For our new interview, we are switching things up a little; we talked with Julius, a beneficiary from Little light Uganda, about his participation in Little light’s youth group.
Tell us a bit about yourself
My name is Julius Tito Wambuzi. I am african, 20 years old and I live in the Namuwongo slum in Kampala, Uganda. I have two sisters (I had another sister who passed away when I was a child). My parents are from Eastern Uganda, Africa, and came to the city to find better work opportunities. They both work; my mom cooks and sells food to busy Kampalans, and my dad has two jobs, bodaboda rider by day and security guard by night. Despite working three jobs, it is still hard for my family to make ends meet. We do our best to get by. I wish we had more opportunities to uplift our life, but living in Namuwongo slum doesn’t make it easy. In fact, life in Namuwongo slum is the hardest kind of life I have ever lived — and still live.
How is it to live in Namuwongo slum?
Imagine waking up in the morning in a house without clean water, shabby electricity, and very basic hygiene facilities. You still manage to get ready to go about your day. Now you open the door, and what do you see? An area that is completely neglected by the authorities, with no jobs, no access to quality medical care, and a skyrocketing crime rate. And if you do get a job, you’ll likely make less than two dollars per day. It’s no surprise that most of the people I know are being exposed to drugs, prostitution, violence, all kinds of petty crimes, and even child abuse. But in every darkness, there is light. Mine was called Little light Uganda.
Little light is a self-help community center located at the Namuwongo slums in Kampala, Africa. Established in 2007, it is offering free education and free medical services to the local community alongside various programs, such as a women’s empowerment - Umoja group, and a youth group named the Youth Spoon Group.
You joined Little light’s Spoon Youth Group — what has changed in your life since?
Before joining the Spoon Youth group, I was living the kind of life almost all the african youth and teens within the slum lived; I was going to school nearby, spending time with my friends and volunteering from time to time with a local organization. After I joined, I started spending more and more of my free time at the youth center, taking part in some of its activities (meetings, life skills sessions, etc). I also went ahead and offered to help the class teachers organize their classes. I was later given responsibilities as the organization office messenger.
All of this made me feel very good because I was helping others, and I was also learning administrative skills that I knew would be useful for my future. At times, I also earned some money that I used to buy some basic necessities like clothes and medicine. This new element in my life gradually changed my lifestyle altogether, and I found myself naturally working harder and harder to help the other slum african kids change their lifestyle to a better one; going back to school, stopping drugs & learning practical skills so they can be in a position to earn a decent living.
What do you think could have happened if you hadn’t crossed path with Little light Uganda?
I think that if I hadn’t joined the Spoon Youth group, I wouldn’t have got a chance to change my perspective on life and my priorities. I was given a chance to make a significant contribution towards changing the mindset of african young people like me living in the slum. Being part of the group also helped me a lot identify what I wanted to study and what I could do to bring change in the slum. Who knows how long it would have taken me to figure this all out by myself.

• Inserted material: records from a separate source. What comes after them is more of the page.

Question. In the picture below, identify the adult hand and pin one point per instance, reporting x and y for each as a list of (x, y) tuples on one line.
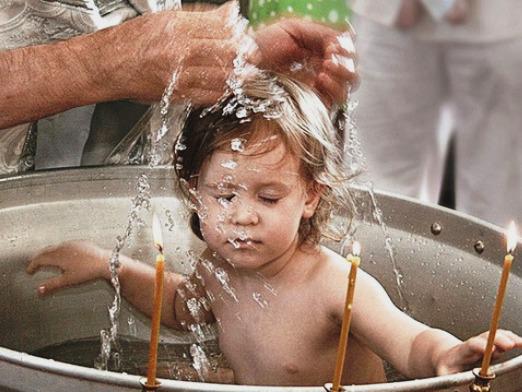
[(201, 46), (466, 354), (78, 261), (134, 60), (327, 56)]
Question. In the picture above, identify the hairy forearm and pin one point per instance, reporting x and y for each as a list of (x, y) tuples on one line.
[(38, 81), (426, 351)]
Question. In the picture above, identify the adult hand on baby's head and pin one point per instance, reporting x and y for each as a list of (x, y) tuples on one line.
[(79, 262), (329, 56), (465, 355), (200, 46)]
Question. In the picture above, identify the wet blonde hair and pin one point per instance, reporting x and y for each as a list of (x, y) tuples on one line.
[(268, 104)]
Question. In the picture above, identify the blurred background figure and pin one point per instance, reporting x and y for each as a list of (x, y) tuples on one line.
[(419, 59), (332, 12)]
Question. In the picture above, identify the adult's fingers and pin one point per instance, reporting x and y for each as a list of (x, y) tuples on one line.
[(51, 285)]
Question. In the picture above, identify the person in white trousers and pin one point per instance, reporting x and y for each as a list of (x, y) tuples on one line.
[(413, 60)]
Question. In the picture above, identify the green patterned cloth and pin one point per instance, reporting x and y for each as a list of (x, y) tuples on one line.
[(331, 12)]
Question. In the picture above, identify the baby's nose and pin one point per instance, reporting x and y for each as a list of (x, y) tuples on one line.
[(244, 215)]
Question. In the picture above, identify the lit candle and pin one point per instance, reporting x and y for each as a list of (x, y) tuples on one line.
[(508, 259), (158, 295), (355, 260)]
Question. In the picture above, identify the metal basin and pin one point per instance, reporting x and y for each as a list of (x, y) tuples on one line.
[(447, 282)]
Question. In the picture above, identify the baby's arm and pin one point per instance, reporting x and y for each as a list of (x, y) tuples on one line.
[(82, 261), (413, 348)]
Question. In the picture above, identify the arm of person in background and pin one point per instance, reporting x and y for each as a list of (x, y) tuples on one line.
[(135, 60), (82, 261)]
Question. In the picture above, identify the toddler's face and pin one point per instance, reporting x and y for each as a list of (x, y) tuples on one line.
[(252, 205)]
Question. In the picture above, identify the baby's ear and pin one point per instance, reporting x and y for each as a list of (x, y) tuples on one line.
[(314, 192)]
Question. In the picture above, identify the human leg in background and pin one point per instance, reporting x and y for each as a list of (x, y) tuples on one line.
[(487, 90), (401, 93)]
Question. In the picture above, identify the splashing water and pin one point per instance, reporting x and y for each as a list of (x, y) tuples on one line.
[(229, 164), (258, 298), (388, 245), (200, 362), (224, 280), (355, 164), (109, 345)]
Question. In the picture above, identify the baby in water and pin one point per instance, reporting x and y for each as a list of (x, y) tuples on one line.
[(262, 192)]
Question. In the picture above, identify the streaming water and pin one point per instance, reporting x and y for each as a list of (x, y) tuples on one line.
[(355, 165), (109, 352)]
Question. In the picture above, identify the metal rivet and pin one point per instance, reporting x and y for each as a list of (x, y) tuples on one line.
[(436, 228), (479, 246)]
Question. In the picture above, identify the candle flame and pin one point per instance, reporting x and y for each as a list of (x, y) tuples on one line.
[(356, 248), (511, 237), (156, 232)]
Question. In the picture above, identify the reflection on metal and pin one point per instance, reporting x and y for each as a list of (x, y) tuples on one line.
[(447, 284), (146, 387), (436, 228), (479, 246)]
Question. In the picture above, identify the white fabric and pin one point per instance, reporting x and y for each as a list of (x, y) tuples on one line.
[(489, 20), (406, 81), (33, 22)]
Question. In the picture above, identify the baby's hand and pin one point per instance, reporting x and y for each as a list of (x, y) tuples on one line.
[(464, 355), (79, 262)]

Where do you see yourself in ten years?
I hope to be studying Motion Graphics & Design at university, and later on start my own company that will mainly focus on telling stories from the Namuwongo slum through video coverage, photography, and books. I want to help further ideas and innovative solutions to the problems faced by the people living in the slum. I believe my work will help solve the challenges of not only the Namuwongo slum but also of other slums in the world e.g in Jamaica, Kenya, India, etc. And after establishing my slum media company, I will get back to study music, entrepreneurship & social work.
We wish Julius good luck in all his future endeavors, as we are sure a bright future awaits him!